The problem of a lot of deleted docs?

I need to delete docs frequent,but es only flags these as deleted.If there are a lot of deleted docs,the speed of query will lower?And has other problems?

Depending on the use case you can:

  • do nothing else. At some point elasticsearch will eventually remove deleted docs.
  • run a force merge
  • index in a new index and remove the old one
  • use index name pattern such as time based indices with index-DDMMYYY and remove old data by removing old indices (you can use curator for that)

May be describe more what is the use case?

1 Like

I use es to save member info(about 100 million docs),and often need to delete member info(doc).

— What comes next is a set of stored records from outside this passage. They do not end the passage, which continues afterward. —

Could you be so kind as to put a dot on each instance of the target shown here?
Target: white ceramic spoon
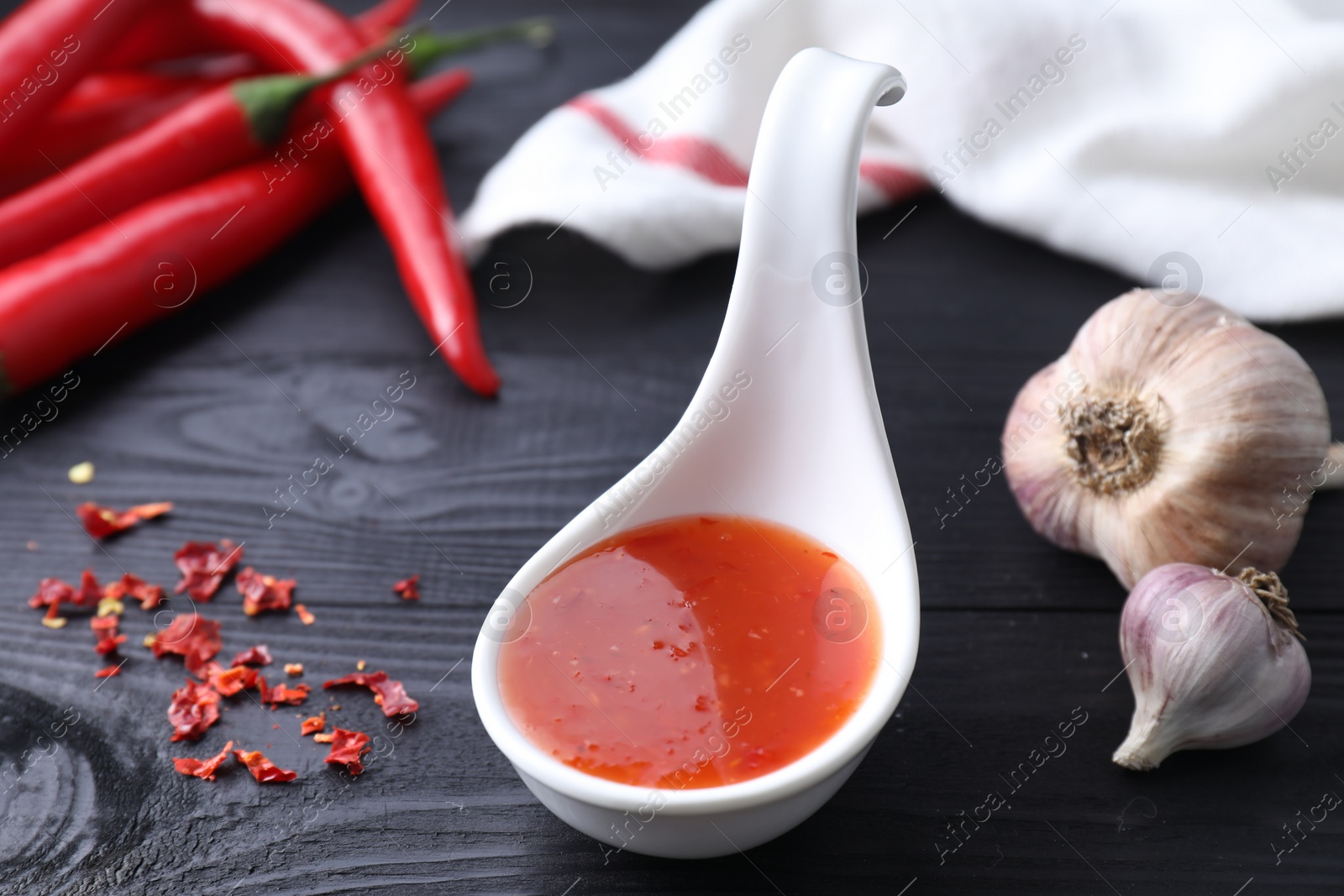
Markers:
(785, 426)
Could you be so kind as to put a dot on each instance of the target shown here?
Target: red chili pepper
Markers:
(132, 586)
(281, 694)
(389, 694)
(217, 130)
(47, 46)
(407, 589)
(101, 521)
(349, 747)
(175, 33)
(393, 160)
(262, 768)
(264, 591)
(202, 768)
(255, 656)
(194, 638)
(102, 107)
(194, 707)
(203, 567)
(230, 681)
(118, 277)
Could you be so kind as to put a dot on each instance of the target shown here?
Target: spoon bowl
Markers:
(785, 426)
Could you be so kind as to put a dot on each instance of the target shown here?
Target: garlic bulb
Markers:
(1169, 434)
(1215, 661)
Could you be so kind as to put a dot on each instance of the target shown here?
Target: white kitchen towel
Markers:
(1193, 144)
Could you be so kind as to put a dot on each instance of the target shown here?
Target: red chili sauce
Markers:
(694, 652)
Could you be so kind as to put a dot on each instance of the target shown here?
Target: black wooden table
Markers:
(219, 407)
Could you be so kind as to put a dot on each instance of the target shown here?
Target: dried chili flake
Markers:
(230, 681)
(109, 645)
(407, 589)
(203, 768)
(105, 631)
(257, 656)
(262, 768)
(264, 591)
(347, 750)
(132, 586)
(89, 593)
(101, 521)
(194, 708)
(192, 636)
(205, 566)
(282, 694)
(387, 692)
(51, 594)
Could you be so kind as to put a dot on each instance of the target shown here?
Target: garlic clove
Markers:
(1168, 434)
(1214, 661)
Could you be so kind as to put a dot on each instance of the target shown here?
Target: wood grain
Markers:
(218, 407)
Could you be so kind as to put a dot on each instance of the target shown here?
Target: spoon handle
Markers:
(801, 195)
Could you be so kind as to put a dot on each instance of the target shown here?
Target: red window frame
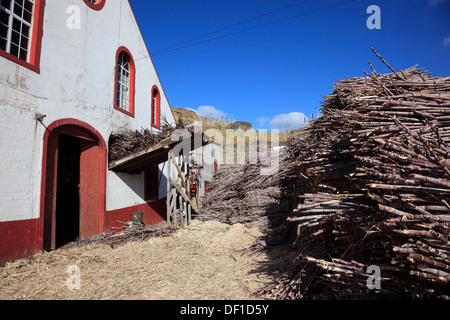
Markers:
(156, 108)
(95, 6)
(130, 112)
(36, 40)
(151, 184)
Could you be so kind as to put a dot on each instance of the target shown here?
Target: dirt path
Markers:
(195, 263)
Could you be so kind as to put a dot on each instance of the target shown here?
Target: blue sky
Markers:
(274, 75)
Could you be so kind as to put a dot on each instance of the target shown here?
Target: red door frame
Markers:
(79, 129)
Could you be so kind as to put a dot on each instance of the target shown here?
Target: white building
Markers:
(72, 72)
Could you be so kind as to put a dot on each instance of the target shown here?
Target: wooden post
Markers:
(189, 214)
(174, 205)
(168, 188)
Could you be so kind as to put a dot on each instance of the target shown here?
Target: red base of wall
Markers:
(18, 239)
(154, 213)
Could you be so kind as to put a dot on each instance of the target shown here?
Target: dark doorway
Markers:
(68, 190)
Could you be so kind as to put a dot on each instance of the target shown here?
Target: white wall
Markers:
(76, 81)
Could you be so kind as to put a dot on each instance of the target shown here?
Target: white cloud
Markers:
(446, 41)
(293, 120)
(262, 121)
(209, 111)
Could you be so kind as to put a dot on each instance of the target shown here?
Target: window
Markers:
(151, 189)
(95, 4)
(124, 88)
(21, 31)
(156, 108)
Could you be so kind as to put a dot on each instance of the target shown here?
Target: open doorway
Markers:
(68, 190)
(74, 181)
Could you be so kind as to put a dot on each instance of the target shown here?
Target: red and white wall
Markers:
(72, 84)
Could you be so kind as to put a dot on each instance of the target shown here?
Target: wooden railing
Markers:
(179, 204)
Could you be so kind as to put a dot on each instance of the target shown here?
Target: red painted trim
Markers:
(36, 41)
(151, 183)
(154, 213)
(17, 239)
(132, 82)
(96, 6)
(145, 44)
(44, 183)
(157, 123)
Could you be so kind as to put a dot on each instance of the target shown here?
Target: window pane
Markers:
(15, 38)
(18, 8)
(14, 50)
(3, 44)
(6, 3)
(23, 54)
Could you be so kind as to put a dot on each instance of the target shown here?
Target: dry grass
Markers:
(199, 262)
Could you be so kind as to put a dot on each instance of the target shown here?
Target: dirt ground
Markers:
(196, 263)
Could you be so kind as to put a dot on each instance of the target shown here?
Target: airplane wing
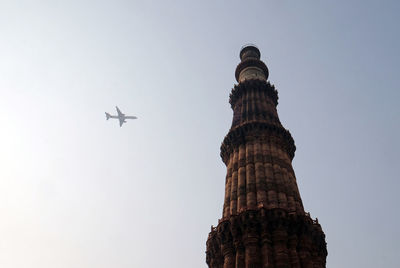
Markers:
(118, 111)
(121, 121)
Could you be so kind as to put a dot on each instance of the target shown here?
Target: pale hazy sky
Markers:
(78, 191)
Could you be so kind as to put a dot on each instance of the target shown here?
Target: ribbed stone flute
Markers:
(263, 221)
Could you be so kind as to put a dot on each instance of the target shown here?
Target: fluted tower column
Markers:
(263, 221)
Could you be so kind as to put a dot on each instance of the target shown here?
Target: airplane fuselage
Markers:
(121, 117)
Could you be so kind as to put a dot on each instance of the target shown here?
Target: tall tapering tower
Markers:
(263, 222)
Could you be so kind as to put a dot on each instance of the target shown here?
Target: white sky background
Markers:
(79, 191)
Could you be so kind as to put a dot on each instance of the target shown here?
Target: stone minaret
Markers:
(263, 222)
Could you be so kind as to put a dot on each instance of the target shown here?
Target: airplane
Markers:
(121, 117)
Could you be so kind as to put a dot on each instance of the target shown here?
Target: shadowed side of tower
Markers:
(263, 221)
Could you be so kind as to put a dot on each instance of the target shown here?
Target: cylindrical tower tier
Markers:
(263, 221)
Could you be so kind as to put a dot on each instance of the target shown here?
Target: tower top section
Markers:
(250, 66)
(249, 51)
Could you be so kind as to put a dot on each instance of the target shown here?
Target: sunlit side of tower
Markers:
(263, 222)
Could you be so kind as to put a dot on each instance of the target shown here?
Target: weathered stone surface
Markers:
(263, 221)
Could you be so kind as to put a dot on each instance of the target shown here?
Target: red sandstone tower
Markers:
(263, 222)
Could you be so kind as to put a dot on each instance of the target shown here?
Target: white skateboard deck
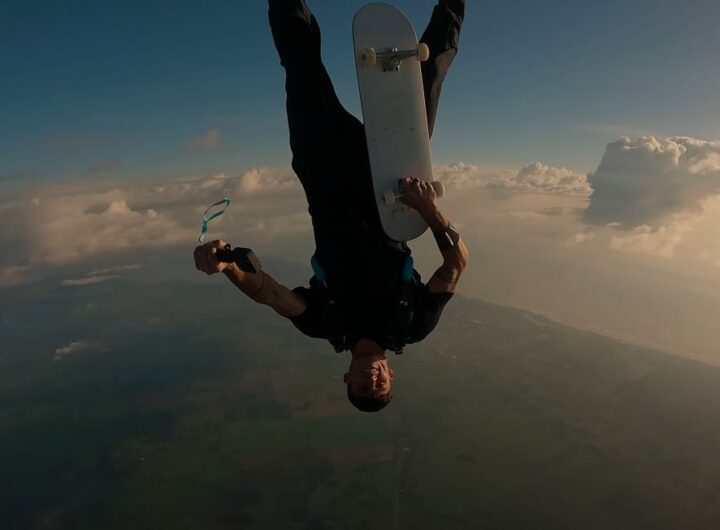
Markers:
(393, 105)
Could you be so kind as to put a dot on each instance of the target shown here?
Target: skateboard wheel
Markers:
(369, 57)
(423, 52)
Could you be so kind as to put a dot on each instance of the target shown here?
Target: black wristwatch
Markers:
(447, 238)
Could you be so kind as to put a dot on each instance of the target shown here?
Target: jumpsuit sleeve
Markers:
(310, 322)
(428, 308)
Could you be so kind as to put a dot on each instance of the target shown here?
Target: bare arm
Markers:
(421, 196)
(264, 289)
(258, 286)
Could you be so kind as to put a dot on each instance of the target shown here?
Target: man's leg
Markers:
(320, 127)
(442, 36)
(315, 114)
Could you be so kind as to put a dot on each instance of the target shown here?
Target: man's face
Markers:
(369, 375)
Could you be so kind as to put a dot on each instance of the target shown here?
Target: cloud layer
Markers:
(645, 181)
(533, 178)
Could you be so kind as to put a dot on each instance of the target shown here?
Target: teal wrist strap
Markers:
(206, 219)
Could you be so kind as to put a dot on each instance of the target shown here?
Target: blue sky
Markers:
(129, 85)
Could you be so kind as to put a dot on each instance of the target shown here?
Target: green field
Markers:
(207, 413)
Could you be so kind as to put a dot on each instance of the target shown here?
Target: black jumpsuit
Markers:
(330, 157)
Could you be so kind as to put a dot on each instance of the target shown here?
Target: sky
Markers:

I find the number of deleted docs grow fast,Which moment es will remove deleted docs,if i never use force merge api ,i will have query performance issues after a period of time?

It'll pick up and merge those deleted documents asynchronously, whenever it feels like it has enough work to do. For the most part deleted documents are just a thing you have to live with if you have an index that you are constantly updating or being deleted. They have very little CPU overhead which should be fine. They cost disk space and proportional IO bandwidth.

What proportion of deleted documents to live documents do you have now?

Now i have 5% deleted docs,i think i will have 30% - 40% deleted docs..

If it cost proportional IO bandwidth,i think i will have query performance issues?

I tried 'force merge',but the number of deleted docs just from 5 million to 3 million,I can clear the deleted docs?

Note that when you update a document you basically delete and reindex.

Did you see any slowness issue? I mean that it's often better letting elasticsearch do his job.
It will eventually remove deleted docs when needed.

Thank you,i haven't seen any slowness issue until now,i just worry about what will happen someday in the future.

I use _stats to find there are 3212174 deleted docs.But after i use index/_forcemerge?only_expunge_deletes=true api,it still have 3065150 deleted docs.

Before:

"primaries": {
     "docs": {
          "count": 74090335,
          "deleted": 3212174
 }

After:

"docs": {
  "count": 74090878,
  "deleted": 3065150
}

Well. I'm always saying something like "don't try to fix issues you don't have".
Monitor things is a great thing but let elasticsearch does its jobs.

Unless you want to reindex more than 50% of your docs at once, stick with the default behavior.
It has proven to work well for years. At least on projects I was managing before joining elastic.

Yes. The "problem" here (which is not a problem) is that you probably have more than one segment. You need to tell elasticsearch to write only one segment max_num_segments =1.
But again, it's probably a bad idea to run that often. Elasticsearch is smart enough to know what is the best number of segments you should have.

Unless it's a logging use case but here it's not the case.